Guzmán&Larraín: Reactivación de contratos suspendidos y esfuerzo por mantener vínculo

Establecieron un programa de beneficios, con entrega de mercadería y préstamos blandos para los colaboradores afectados. Además, han impulsado diversas iniciativas que promueven el encuentro entre los equipos, donde destaca una que denominaron “El Café de las 11:00”.

Obras paralizadas, contratos suspendidos, teletrabajo en las oficinas centrales es parte de la realidad que debió enfrentar Guzmán&Larraín, compañía que brinda empleo a más de 2 mil trabajadores directos e indirectos, durante los meses más duros de la crisis sanitaria.

Para todos estos trabajadores la constructora, estableció un programa de beneficios, que incluía la entrega de más de 8 mil cajas de mercadería que se distribuyeron quincenalmente entre los colaboradores afectados, y sobre 1.000 créditos blandos.
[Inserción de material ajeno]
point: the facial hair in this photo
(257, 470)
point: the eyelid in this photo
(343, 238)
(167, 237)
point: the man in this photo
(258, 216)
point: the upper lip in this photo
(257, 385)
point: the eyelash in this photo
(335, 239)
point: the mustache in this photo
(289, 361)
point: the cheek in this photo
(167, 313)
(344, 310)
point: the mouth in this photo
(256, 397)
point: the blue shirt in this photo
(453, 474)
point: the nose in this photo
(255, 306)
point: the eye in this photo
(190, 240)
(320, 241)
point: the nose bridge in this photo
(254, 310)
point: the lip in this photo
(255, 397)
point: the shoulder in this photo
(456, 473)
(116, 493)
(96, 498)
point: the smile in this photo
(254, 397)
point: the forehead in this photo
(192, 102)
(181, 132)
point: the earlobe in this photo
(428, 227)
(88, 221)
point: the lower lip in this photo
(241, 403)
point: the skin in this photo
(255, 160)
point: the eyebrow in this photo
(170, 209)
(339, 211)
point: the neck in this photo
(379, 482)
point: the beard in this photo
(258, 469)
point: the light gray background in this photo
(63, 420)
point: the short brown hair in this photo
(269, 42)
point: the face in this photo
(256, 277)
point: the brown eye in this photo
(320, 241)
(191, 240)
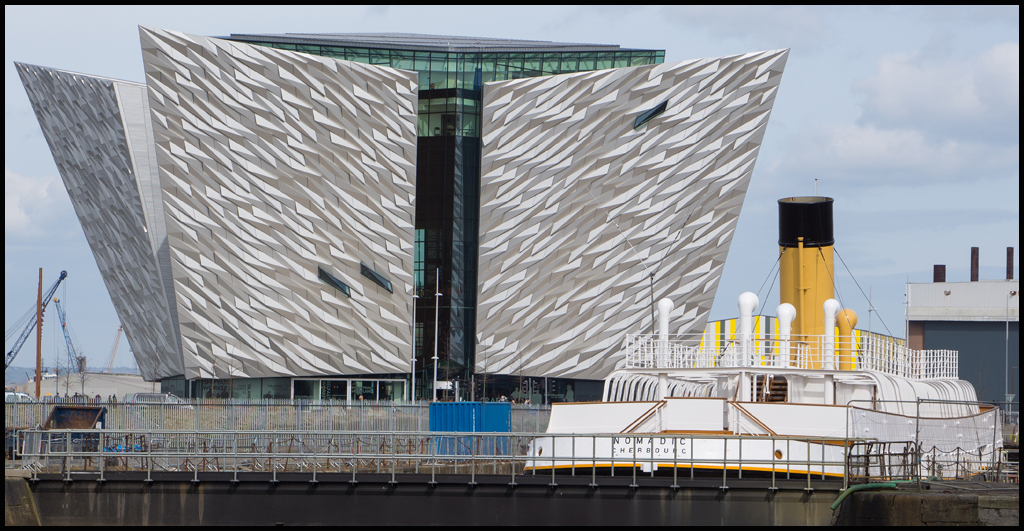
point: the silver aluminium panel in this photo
(573, 196)
(97, 130)
(276, 165)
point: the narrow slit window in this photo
(334, 282)
(650, 115)
(376, 277)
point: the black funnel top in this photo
(808, 217)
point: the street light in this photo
(1008, 396)
(437, 305)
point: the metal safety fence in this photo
(966, 443)
(268, 415)
(74, 453)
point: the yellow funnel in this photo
(805, 239)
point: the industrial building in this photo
(979, 318)
(330, 216)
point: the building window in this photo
(329, 279)
(650, 115)
(376, 277)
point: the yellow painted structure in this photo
(806, 282)
(846, 343)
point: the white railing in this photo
(810, 352)
(265, 414)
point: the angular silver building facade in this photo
(98, 131)
(580, 205)
(252, 209)
(278, 185)
(274, 166)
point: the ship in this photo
(812, 397)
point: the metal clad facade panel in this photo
(982, 349)
(572, 197)
(274, 164)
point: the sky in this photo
(908, 117)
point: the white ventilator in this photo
(665, 307)
(748, 303)
(785, 313)
(830, 308)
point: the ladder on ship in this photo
(776, 391)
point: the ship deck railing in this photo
(216, 455)
(801, 352)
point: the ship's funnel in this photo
(805, 239)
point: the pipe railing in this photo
(85, 453)
(266, 414)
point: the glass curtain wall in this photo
(448, 195)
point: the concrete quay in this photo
(946, 503)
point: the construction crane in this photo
(12, 353)
(74, 359)
(114, 352)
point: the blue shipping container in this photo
(471, 417)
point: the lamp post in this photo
(1008, 396)
(416, 298)
(437, 305)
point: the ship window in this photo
(650, 115)
(376, 277)
(333, 282)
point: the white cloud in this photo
(769, 27)
(972, 98)
(864, 153)
(34, 207)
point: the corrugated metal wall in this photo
(982, 353)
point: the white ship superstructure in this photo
(812, 402)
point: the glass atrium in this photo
(452, 72)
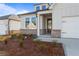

Además de eso, se entregó apoyo y orientación con asistentes sociales durante todo este periodo para ayudar a las personas en la postulación de bonos gubernamentales, y se otorgaron préstamos especiales a quienes no pudieron acceder al seguro de cesantía. Actualmente el 95% de los contratos suspendidos fue reactivado.

Junto con lo anterior, un aspecto que ha caracterizado a esta empresa es que se ha esforzado por promover el vínculo entre los colaboradores, con diversas iniciativas para conocer las inquietudes de los trabajadores y estar al tanto de eventuales problemas de salud, sociales y económicos.

Así, han organizado reuniones del Gerente General y la encargada del área social, con los equipos suspendidos, implementaron grupos de whatsapp de la plana de supervisión con los trabajadores, y establecieron el “Café de las 11:00”, una instancia diaria que interrumpe la rutina para que los trabajadores que se han mantenido con teletrabajo, se distraigan y compartan.

“La idea es mantener el contacto, es también pensar en las personas que viven solas o están más solas, para que se sientan acompañadas y mantengamos el vínculo entre todos”, dicen en Guzmán&Larraín.

Respecto a la comunidad, han ayudado a los hospitales Padre Hurtado y Sótero del Río, entregándoles mascarillas, alcohol gel, guantes, entre otros artículos. Mientras que en el hospital de Arica implementaron baños.

Y en alianza con la Confederación de la Producción y del Comercio (CPC) y la Cámara Chilena de la Construcción (CChC), entregaron cajas de mercadería en campamentos cercanos a las obras en Antofagasta.